Rajoy es un desastre, es evidente. Su partido está sumido en graves escándalos. Pero puede ganar todas las próximas elecciones. ¿Por qué? ¿Por culpa de CCOO, UGT, CGT, CIGA, CNT, Solidaridad Obrera, etc.? Menos bromas. El principal valedor de Rajoy es Zapatero, y el principal valedor del PP es un PSOE incapaz de rebelarse. No se puede hacer una política thatcherista, de forma tan burda que el PP ni siquiera tiene que pringarse en ella y se permite abstenerse, y esperar recibir el voto de una parte decisiva de la gente que se siente inclinada hacia la izquierda. Si el Gobierno no cambia de rumbo político, el PSOE está condenado a duras y merecidas derrotas electorales, por su propia culpa. No queremos pagar el pato de esa culpa.
La razón principal para la huelga general del 29-S es la protesta contra las medidas antisociales del Gobierno, el plan de ayuste, la contrarreforma laboral, el previsto pensionazo. Por eso se convoca y por eso hay que hacerla.
Pero un efecto colateral de una movilización importante, aunque no su razón de ser, sería precisamente frenar el proceso de derechización. ¿Por qué? Porque, como ocurrió en 1988, daría una salida a la indignación social orientada hacia la izquierda, no a la resignación o al sálvese quien pueda que siempre deriva en derechización.
Si la huelga sale razonablemente bien, cambiará el estado de ánimo social. Si logra que el Gobierno abandone el rumbo que ha tomado, es posible que el PSOE mantenga a algunos sectores de sus votantes que ahora se inclinan hacia la abstención. Y, haga lo que haga el Gobierno, una fuerte movilización social facilitaría la emergencia de otras alternativas de izquierda que, si son capaces de alcanzar convergencias en torno a acuerdos básicos, sencillos, compartibles por mucha gente, podrían jugar un papel importante. No hay sólo dos alternativas. Eso ya no ocurre en casi ningún país de Europa, en todos ellos, sea Francia o Portugal, Alemania o Italia, la izquierda y la ecología política se expresan por varías vías. El sistema electoral español lo dificulta, pero es posible. Y eso les interesaría incluso a aquellas personas que discrepan de lo que está haciendo el PSOE pero siguen apegados a él.
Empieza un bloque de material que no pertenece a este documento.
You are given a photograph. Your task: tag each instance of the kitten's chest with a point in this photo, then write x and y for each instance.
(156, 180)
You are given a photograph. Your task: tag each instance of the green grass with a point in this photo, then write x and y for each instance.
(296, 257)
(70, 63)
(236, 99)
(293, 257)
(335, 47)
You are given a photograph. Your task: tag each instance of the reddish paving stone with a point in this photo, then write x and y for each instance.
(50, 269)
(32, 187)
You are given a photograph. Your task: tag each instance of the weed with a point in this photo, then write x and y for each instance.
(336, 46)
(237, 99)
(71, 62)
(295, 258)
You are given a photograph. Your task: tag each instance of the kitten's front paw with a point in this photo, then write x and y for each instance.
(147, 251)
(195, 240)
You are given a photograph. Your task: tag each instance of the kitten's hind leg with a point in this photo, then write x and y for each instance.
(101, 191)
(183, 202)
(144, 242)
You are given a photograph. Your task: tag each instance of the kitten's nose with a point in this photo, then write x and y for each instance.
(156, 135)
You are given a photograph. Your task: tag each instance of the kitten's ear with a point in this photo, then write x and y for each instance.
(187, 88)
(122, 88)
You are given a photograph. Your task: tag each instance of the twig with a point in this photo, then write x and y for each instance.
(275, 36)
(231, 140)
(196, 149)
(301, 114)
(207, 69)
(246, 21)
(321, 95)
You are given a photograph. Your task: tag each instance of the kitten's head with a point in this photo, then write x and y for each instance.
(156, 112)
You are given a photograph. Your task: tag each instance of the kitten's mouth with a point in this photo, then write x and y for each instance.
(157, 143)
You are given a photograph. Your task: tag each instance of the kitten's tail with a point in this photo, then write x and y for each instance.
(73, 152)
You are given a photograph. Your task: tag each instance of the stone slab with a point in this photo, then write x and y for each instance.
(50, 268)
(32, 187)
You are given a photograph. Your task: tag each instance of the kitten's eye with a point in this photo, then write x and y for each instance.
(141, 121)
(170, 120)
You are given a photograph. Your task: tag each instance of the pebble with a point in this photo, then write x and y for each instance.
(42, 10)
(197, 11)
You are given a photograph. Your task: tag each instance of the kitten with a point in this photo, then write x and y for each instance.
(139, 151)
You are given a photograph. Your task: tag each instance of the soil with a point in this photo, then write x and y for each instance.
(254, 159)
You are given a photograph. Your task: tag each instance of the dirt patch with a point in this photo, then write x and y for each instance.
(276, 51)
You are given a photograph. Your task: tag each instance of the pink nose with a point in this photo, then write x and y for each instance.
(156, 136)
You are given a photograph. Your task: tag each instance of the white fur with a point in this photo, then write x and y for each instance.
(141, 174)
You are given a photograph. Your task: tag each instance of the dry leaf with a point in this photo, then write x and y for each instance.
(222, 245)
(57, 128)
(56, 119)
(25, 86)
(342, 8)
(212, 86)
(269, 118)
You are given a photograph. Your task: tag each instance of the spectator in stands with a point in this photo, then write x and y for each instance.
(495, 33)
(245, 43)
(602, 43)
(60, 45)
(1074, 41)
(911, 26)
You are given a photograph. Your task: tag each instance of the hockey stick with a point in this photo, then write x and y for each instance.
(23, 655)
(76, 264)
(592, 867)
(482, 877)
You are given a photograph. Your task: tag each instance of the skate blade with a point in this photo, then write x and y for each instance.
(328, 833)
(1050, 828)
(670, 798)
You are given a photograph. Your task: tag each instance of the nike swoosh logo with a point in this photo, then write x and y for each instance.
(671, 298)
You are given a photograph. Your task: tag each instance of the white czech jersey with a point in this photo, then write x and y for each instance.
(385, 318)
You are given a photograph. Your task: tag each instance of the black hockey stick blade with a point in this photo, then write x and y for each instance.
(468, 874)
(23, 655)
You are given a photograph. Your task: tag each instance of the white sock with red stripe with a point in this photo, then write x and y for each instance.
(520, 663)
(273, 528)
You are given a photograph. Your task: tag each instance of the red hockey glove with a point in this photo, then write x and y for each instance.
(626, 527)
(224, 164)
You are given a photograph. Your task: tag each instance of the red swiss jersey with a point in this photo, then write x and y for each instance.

Sin otras vías a través de las que se expresen electoralmente las gentes que se sienten en la izquierda pero por eso mismo no van a apoyar al PSOE, el PP ganará casi todas las elecciones en casi todos los sitios. Así que quienes tengan miedo de la huelga por si favorece al PP, que abandonen esos temores y respondan a las medidas tomadas por el Gobierno de la misma manera que lo harían si lo estuviese haciendo el PP. Es lo justo, es lo decente.
No vendrá mal un pequeño recuerdo. La misma discusión hubo en 1988, con la huelga general del 14 de diciembre. En 1989 hubo elecciones. El PSOE perdió escaños y votos, pero la izquierda en su conjunto obtuvo más votos y más escaños. De hecho, el PSOE siguió en el Gobierno hasta 1996. No fue la huelga quien le dio el Gobierno a Aznar, sino la corrupción, el GAL, etc. Y no es la huelga del 29-S lo que puede dar el gobierno a Rajoy, sino el que Zapatero haga la política social más reaccionaria.
Cada cual es libre de hacer o no hacer la huelga, y sabemos que algunas personas no la harán por temor a represalias. Pero decidamos desde lo que está en juego en ella, desde las convicciones y desde las necesidades sociales, no desde disciplinas y partidismos. Si fuerza mayor no lo impide y si comprendemos que las medidas adoptadas por el Gobierno son inaceptables, hagamos huelga el 29 de septiembre. No será Rajoy el que gane con ella, ganaremos la gente común.